Biografía autorizada del entrenador de Colo Colo 91 fue presentada este martes en Santiago
Mirko. Historia de un destino, de Ignacio Pérez Tuesta, revela detalles de la pérdida de su hijo Silvio en 1993 y de su madre Ana en 1946.
Fue un jueves de septiembre, en 1993. Mirko Jozic recibió en su departamento de Santiago una llamada que le rompió el corazón. Horas antes había muerto Silvio Jozic en el frente de Lika, por la Guerra de Independencia de Croacia. Tenía 30 años y era hijo de su primer matrimonio.
La historia de Silvio aparece por primera vez en «Mirko. La historia de un destino», la biografía del entrenador que dirigió a Colo Colo en la conquista de la Copa Libertadores de 1991 y que fue presentada este martes en la capital de Chile por el mismo Jozic junto a su autor, el periodista Ignacio Pérez Tuesta.
Silvio nació el 28 de enero de 1963, de una relación con la hija del presidente del club Textilas de Derventa, en Bosnia. Necesidades de la vida y obligaciones de su edad, entre ellas el servicio militar en Zagreb, enfriaron luego el vínculo con la madre del pequeño Silvio, de quien, sin embargo, el entonces futbolista de 22 años se mantuvo siempre pendiente de cumplir con su responsabilidad como padre. Cuando le comunicaron su muerte, esa noche de 1993, el golpe fue demasiado grande y Mirko, quien vivía en Chile con su segunda esposa y su hija Lana, viajó esa misma madrugada a Croacia, ausentándose por unos días de los entrenamientos de Colo Colo.
«Yo creo que pese a parecer un hombre introvertido, al que nunca le gustó mucho hablar, y menos hablar de él, llegó un momento en que decidió dejar un testimonio de su vida, de su historia, de todo lo que le costó, desde su niñez hasta su juventud, llegar y lograr lo que finalmente fue. Eso tiene un valor y habla de la generosidad profunda de Mirko», cuenta al respecto Pérez Tuesta, autor también de «Hombres de blanco», que retrata en detalle a los campeones de América en 1991.
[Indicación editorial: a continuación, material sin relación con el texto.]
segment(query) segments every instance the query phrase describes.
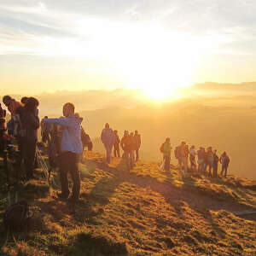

Mirko nació en Trilj, cerca de Split en la antigua Dalmacia, el 8 de abril de 1940, hijo de Ana y Stipe Jozic. El temor a las bombas fue real desde que aprendió a caminar y la muerte de su madre en 1946, por una enfermedad que la aquejó durante gran parte de la guerra, le enseñó que las penas y la adversidad también son parte de la existencia humana, igual que la alegría que sintió cuando un soldado italiano le regaló el primer chocolate de su vida.
En 314 páginas, la biografía de Mirko Jozic muestra precisamente los detalles de una vida que lo revela más allá de la figura del entrenador. Un hombre de pocas palabras que en Chile aprendió un español forzado y que convirtió a un grupo de jóvenes futbolistas en un grupo de campeones inolvidables.
Es el Mirko con el que se encontró el autor en las extensas conversaciones que sostuvieron durante tres semanas en mayo de 2025, en Split. «Algunos días Mirko me decía: ya, mañana no vamos a trabajar. Me invitaba a almorzar y cocinaba. Descubrí a una persona muy cariñosa y a un estupendo cocinero. También disfruté los días que teníamos libres de la mano del chef Mirko, en su casa. Algunos días íbamos a almorzar a algún restaurante cercano», explica Pérez Tuesta.
¿Cómo vio a Mirko cuando habló de su madre Ana y su hijo Silvio con usted?
«En las entrevistas aparecen algunos de los pasajes más delicados de su historia. Yo pensé que no se iba a abrir tanto. Y lo hizo. Creo que también a él le sirvió como una forma de abrir eso. Obviamente, cuando uno recuerda esos momentos, son dolorosos. Había partes en que estaba más triste cuando me contaba algunas cosas. La característica de esta biografía, y de la vida de Mirko, es que pasa por momentos tristes, momentos de suspenso, momentos muy alegres y divertidos, momentos de éxito y de gloria, y momentos en que la vida parece completamente complicada. Si bien eso forma parte de la vida de cualquier persona, encuentro que el hecho de que Mirko se haya atrevido a contarlo es, insisto, de una generosidad tremenda».